Lutter contre l’open washing
En bref, « Les données peuvent être difficiles à partager. Les lois autorisant la formation sur les données limitent souvent le partage de ces données afin de protéger les droits d’auteur ou d’autres intérêts. Les règles de protection de la vie privée donnent également à une personne la capacité légitime de contrôler ses informations les plus sensibles, comme les décisions concernant sa santé ».
La version RC aborde également d’autres éléments clés des systèmes d’intelligence artificielle. Elle exige que l’intégralité du code source utilisé pour l’entraînement et le fonctionnement du système soit disponible sous des licences approuvées par l’OSI. De même, les paramètres et les poids des modèles doivent être partagés selon des conditions ouvertes.
Stefano Maffulli, directeur exécutif de l’OSI, a souligné l’importance de cette définition pour lutter contre l’open washing, une pratique consistant pour les entreprises à revendiquer l’ouverture sans respecter de véritables normes en la matière.
Les puristes et les grandes entreprises mécontentes de cette définition
« Si une entreprise dit qu’elle est open source, elle doit porter les valeurs de la définition de l’open source » dit il.
A Vienne (Autriche) dans le cadre du Open Source Summit Europe, M. Mafulli m’a expliqué que les puristes de l’open source n’étaient pas les seuls à être mécontents de la définition de l’IA proposée par l’OSI.
Les autres mécontents « sont des entreprises, qui considèrent leurs programmes de formation et la manière dont elles gèrent la formation, assemblent et filtrent les ensembles de données et créent des ensembles de données comme des secrets commerciaux.
Elles ne veulent pas les divulguer. C’est un vieil argument que nous avons entendu dans les années 90 lorsque Microsoft ne voulait pas divulguer son code source.
Un code compréhensible et du Copyleft
En outre, la RC1 comporte deux nouvelles fonctionnalités.
- La première est que le code IA open source doit être suffisant pour que les destinataires en aval puissent comprendre comment l’apprentissage du langage machine a été effectué.
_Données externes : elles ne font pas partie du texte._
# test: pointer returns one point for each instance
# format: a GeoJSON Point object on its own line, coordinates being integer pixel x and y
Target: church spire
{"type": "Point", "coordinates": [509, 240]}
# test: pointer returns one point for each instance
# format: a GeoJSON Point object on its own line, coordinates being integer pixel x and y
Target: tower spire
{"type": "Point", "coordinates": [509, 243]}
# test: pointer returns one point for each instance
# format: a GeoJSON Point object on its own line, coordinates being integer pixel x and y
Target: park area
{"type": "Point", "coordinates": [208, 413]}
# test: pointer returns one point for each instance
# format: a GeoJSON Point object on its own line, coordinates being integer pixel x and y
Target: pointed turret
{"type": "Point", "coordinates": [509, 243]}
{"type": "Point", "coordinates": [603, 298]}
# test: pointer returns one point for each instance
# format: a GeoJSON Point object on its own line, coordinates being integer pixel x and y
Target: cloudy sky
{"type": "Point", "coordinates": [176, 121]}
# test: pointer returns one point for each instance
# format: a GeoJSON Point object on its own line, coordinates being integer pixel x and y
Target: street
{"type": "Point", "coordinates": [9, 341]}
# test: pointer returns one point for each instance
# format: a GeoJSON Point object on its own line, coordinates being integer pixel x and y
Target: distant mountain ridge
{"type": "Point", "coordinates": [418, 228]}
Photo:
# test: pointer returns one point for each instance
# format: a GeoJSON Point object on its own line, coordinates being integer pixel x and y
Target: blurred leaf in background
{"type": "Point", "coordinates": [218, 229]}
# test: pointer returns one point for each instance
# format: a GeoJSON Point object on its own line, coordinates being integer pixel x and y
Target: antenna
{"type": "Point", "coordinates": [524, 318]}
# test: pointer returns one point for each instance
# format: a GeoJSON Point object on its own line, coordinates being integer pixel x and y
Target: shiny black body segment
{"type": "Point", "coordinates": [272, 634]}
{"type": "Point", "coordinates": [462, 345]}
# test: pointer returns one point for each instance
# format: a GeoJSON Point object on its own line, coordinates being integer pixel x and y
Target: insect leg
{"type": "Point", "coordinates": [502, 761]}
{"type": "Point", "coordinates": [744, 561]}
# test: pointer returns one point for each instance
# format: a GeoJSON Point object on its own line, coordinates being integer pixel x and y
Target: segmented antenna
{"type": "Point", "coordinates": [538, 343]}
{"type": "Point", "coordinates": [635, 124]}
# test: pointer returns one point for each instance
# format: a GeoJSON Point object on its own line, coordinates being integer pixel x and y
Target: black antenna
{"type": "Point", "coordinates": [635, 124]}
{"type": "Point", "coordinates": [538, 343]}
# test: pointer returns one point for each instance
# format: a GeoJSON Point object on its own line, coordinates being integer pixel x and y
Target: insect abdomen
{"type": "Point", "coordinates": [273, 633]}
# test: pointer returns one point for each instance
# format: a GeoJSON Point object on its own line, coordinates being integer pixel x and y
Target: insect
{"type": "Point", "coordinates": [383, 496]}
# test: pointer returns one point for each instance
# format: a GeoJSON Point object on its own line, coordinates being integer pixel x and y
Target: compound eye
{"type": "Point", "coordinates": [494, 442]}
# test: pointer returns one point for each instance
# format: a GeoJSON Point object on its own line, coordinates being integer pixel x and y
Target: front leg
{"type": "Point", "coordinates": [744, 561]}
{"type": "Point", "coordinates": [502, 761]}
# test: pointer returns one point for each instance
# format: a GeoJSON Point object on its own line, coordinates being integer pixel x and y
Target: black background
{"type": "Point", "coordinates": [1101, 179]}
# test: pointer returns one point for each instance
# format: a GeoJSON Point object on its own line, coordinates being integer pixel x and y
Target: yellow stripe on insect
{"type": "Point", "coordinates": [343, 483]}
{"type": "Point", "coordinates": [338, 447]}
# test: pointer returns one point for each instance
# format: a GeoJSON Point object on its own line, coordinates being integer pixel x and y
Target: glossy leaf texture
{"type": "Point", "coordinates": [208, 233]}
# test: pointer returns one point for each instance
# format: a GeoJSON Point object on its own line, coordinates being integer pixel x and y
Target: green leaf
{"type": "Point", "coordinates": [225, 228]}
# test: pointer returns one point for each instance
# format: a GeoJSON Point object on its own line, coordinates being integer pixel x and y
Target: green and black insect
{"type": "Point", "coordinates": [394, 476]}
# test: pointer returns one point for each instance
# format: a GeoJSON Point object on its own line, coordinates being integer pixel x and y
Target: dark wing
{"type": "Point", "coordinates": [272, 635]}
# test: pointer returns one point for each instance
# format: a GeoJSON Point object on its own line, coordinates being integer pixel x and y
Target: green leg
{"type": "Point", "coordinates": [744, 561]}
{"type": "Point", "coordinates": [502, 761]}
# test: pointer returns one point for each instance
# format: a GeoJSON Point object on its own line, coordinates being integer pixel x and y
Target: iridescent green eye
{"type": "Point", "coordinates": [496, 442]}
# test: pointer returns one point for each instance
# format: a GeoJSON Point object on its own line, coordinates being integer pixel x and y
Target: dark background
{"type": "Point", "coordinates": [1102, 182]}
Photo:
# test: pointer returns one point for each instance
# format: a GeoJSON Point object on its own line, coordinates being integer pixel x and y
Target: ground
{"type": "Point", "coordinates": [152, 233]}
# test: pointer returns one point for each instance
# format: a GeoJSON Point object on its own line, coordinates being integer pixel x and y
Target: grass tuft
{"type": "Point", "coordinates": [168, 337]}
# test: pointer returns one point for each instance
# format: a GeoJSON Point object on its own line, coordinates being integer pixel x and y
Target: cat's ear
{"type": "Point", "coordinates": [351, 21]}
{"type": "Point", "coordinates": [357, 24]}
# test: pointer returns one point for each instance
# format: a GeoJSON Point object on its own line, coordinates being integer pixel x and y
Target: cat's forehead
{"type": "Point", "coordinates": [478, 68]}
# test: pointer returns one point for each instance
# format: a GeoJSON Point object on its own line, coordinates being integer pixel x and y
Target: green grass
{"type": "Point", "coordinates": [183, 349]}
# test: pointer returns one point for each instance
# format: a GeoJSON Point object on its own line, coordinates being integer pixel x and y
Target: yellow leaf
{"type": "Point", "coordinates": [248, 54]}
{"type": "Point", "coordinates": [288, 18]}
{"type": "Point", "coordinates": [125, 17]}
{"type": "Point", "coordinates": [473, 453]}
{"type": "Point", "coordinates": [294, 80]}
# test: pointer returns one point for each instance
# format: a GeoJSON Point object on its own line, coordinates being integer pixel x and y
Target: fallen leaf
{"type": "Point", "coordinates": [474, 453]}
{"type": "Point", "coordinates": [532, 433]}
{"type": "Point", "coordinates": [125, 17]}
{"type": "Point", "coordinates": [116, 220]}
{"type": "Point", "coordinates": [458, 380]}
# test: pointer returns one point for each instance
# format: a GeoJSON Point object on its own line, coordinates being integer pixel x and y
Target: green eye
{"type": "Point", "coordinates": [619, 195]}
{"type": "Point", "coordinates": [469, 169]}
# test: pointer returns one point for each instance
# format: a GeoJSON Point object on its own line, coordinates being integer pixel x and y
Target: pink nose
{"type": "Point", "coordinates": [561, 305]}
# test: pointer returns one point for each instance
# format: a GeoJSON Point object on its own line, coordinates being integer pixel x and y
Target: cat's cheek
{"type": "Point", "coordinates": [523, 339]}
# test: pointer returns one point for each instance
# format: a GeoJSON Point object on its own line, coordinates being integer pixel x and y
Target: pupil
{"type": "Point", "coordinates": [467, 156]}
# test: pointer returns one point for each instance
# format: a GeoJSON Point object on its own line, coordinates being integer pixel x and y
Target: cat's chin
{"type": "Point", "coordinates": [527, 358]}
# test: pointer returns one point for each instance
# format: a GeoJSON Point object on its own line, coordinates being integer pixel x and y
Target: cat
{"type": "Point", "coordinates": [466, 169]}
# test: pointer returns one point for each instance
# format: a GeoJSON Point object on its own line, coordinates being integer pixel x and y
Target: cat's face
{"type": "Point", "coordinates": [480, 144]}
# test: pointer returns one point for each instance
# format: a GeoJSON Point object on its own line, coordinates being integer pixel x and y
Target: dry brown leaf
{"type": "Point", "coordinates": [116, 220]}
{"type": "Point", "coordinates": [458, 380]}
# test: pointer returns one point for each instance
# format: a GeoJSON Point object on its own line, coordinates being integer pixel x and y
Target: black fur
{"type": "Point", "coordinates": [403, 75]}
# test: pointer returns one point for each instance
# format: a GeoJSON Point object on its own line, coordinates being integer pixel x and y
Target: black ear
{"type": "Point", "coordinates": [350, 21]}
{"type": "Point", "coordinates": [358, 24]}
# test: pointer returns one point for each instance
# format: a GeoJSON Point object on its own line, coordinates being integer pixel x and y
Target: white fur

La formation est le lieu de l’innovation et, selon l’OSI, c’est « la raison pour laquelle les entreprises ne publient pas leur code de formation et de traitement des données ».
Compte tenu de l’état actuel des connaissances et des pratiques, cela est nécessaire pour faire évoluer les systèmes d’IA. - Enfin, le nouveau texte reconnaît que les créateurs peuvent exiger du Copyleft pour le code, les données et les paramètres de l’IA en libre accès, soit individuellement, soit sous forme de combinaisons groupées.
Par exemple, si un « consortium détenant des droits sur un code d’entraînement et un ensemble de données décidait de distribuer le code et les données groupés avec des conditions juridiques qui lient les deux ensemble, avec des dispositions similaires au copyleft ».
L’OSI ajoute que « ce type de document juridique n’existe pas encore, mais le scénario est suffisamment plausible pour qu’il mérite d’être pris en considération ».
Ne croyez pas que la définition soit déjà arrêtée. Ce n’est pas le cas.
Un texte en évolution
L’OSI à partir de maintenant s’efforcera de corriger les bogues. L’OSI admet qu’il peut encore y avoir « des défauts majeurs qui peuvent nécessiter des réécritures significatives du texte ». Toutefois, l’accent sera mis sur la documentation d’accompagnement.
En outre, l’OSI « s’est rendu compte que, dans notre empressement à résoudre le problème des données qui doivent être fournies mais que le propriétaire du modèle ne peut pas fournir pour de bonnes raisons, nous n’avons pas réussi à faire comprendre l’exigence fondamentale selon laquelle « si vous pouvez partager les données, vous devez le faire » ».
Si tout se passe bien, l’OSI prévoit de publier la version finale 1.0 de la définition de l’IA Open Source lors de la conférence All Things Open le 28 octobre 2024. Accrochez-vous, les amis. Nous y arrivons.